German Police Track Islamic Group Across 10 States

German Police Track Islamic Group Across 10 states
German Police Track Islamic Group Across 10 states. Photo: AFP

Police in Germany have carried out raids across 10 states in a probe against Islamic group suspected of promoting hate.

The group is also probed for inciting 140 youths to fight alongside jihadists in Syria and Iraq.

Known as The True Religion, the group is now also banned. That is according to the Interior Minister Thomas de Maiziere.

“Across the country, jihadist Islamists came together in this group named The True Religion,” he said.

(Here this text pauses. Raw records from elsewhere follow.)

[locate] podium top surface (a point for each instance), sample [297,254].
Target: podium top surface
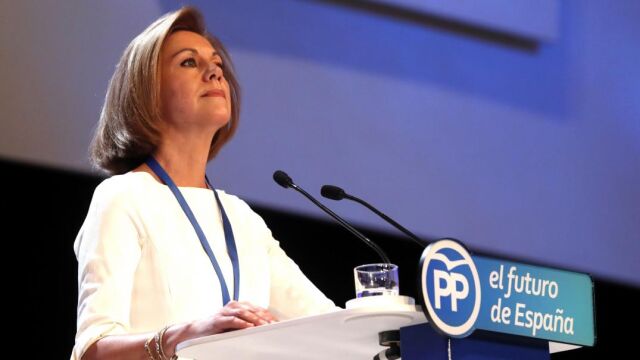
[344,334]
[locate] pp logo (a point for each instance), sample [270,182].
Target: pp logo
[450,288]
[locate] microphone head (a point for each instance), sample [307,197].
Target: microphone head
[332,192]
[282,179]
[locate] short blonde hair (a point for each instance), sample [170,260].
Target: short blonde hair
[127,131]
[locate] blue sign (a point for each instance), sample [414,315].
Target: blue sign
[462,293]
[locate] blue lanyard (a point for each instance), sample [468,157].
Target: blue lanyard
[228,231]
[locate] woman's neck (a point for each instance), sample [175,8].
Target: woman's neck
[185,160]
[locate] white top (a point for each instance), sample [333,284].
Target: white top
[141,265]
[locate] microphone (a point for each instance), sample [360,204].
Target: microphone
[285,181]
[336,193]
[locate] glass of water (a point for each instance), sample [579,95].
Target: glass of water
[376,279]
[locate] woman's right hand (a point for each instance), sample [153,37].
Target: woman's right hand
[235,315]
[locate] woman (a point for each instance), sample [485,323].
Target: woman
[161,256]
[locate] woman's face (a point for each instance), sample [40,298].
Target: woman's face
[193,91]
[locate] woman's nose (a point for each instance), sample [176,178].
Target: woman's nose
[214,72]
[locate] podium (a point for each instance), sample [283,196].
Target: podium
[353,334]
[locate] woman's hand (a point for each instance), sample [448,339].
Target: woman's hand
[235,315]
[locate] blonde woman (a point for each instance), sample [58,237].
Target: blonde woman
[162,256]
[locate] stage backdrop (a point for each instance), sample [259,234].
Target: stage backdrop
[521,146]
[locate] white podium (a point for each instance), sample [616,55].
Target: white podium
[345,334]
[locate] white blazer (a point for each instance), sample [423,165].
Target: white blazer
[141,265]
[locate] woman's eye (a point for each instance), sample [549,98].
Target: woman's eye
[190,62]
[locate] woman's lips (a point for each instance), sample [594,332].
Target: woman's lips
[214,93]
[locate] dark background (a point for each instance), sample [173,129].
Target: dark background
[46,208]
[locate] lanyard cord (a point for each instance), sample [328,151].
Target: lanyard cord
[228,232]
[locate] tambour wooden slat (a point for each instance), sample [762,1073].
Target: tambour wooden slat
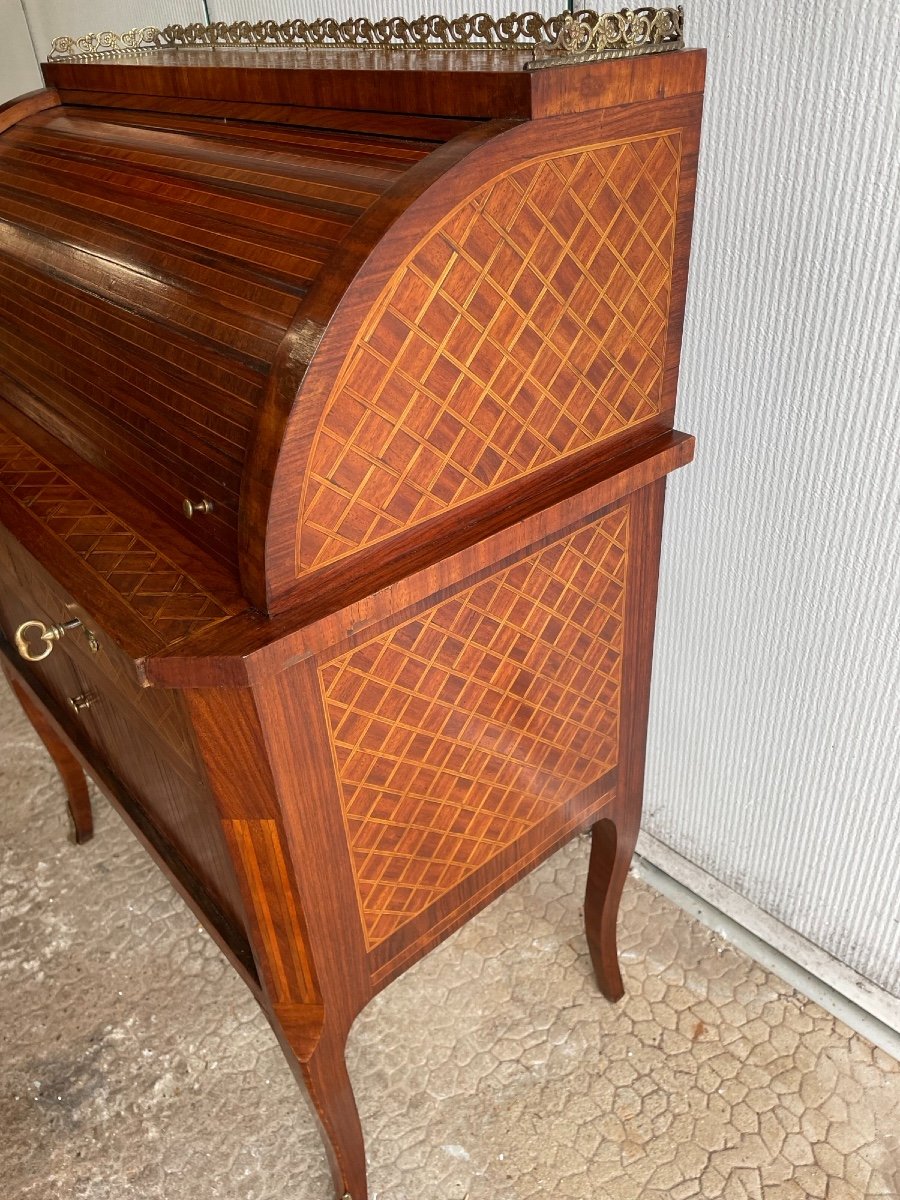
[153,264]
[232,390]
[336,403]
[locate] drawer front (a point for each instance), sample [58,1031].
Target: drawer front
[472,733]
[142,736]
[33,594]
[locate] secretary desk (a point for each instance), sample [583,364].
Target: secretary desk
[337,381]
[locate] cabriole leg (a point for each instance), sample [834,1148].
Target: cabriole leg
[330,1096]
[611,849]
[79,805]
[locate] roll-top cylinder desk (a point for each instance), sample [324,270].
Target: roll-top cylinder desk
[336,403]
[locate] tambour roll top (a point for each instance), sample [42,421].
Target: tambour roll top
[313,337]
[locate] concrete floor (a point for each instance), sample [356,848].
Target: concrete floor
[137,1067]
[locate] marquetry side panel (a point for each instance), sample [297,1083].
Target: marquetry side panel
[162,594]
[460,730]
[528,325]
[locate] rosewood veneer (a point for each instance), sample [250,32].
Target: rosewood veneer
[336,403]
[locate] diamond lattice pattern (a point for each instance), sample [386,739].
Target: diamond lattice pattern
[529,325]
[160,592]
[460,730]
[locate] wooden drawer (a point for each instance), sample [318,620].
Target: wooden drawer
[142,736]
[33,594]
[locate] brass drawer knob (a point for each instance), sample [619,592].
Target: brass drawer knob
[47,635]
[191,508]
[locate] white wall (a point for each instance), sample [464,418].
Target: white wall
[774,759]
[18,65]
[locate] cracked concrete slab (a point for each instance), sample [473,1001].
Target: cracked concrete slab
[136,1065]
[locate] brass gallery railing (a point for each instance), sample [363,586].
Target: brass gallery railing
[583,35]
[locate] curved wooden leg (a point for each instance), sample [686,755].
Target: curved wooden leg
[79,805]
[611,849]
[327,1084]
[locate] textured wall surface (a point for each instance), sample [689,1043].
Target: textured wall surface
[774,757]
[773,747]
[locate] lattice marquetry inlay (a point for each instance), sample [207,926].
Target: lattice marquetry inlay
[528,325]
[460,730]
[159,591]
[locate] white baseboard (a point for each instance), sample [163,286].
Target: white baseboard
[855,1000]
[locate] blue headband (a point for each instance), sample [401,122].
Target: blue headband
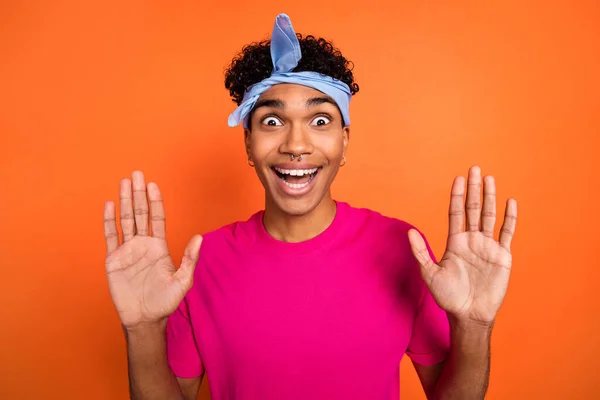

“Under the pretext of promoting Islam, under the pretext of supposedly harmless distribution of translated versions of the Qur’an that took place in pedestrian zones, hate messages were propagated and young people radicalised,” the interior minister added.
After particpating in the Koran distribution campaign organised by the group,De Maiziere noted that after participating in the Qur’an distribution campaign organised by the group, De Maiziere noted that “140 young people travelled to Syria and Iraq where they joined the fight with terrorist groups.”

About 200 homes targeted in 10 states

The raids targeted around 200 homes and sites in 10 states including North Rhine-Westphalia in the west. It was also done in Hamburg in the north and Baden-Wuerttemberg in the southwest.

Experts say the German translation of the Koran distributed by the group is a particularly strict version from the original Arabic text.

Tuesday’s ban is the biggest such prohibition in Germany targeting Islamist groups after another organisation called “The Caliphate State” was outlawed in 2001.

Action not against religion

De Maiziere stressed that Tuesday’s action is not targeted against the general distribution of translated Korans, but against those who “abuse religion and who use it as a pretext to spread extremist ideology and to back terrorist organisations”.

“The 140 departures by the group’s activists speak for themselves,” the minister said.

Figures released in May by intelligence services shows that 820 jihadists have left Germany for Syria and Iraq.

And almost a third have returned and 140 were killed while abroad, while around 420 are still in Syria or Iraq.

Germany has so far been spared large-scale jihadist attacks.

But it was shaken by two assaults claimed by IS and carried out by asylum seekers. One was an axe rampage on a train in Wuerzburg that injured five, and a suicide bombing in Ansbach which claimed 15 lives.

Police said last month they had foiled an alleged plot by a Syrian refugee to bomb one of Berlin’s airports.

Authorities last week also announced the arrest of five men suspected of recruiting fighters for the Islamic State group.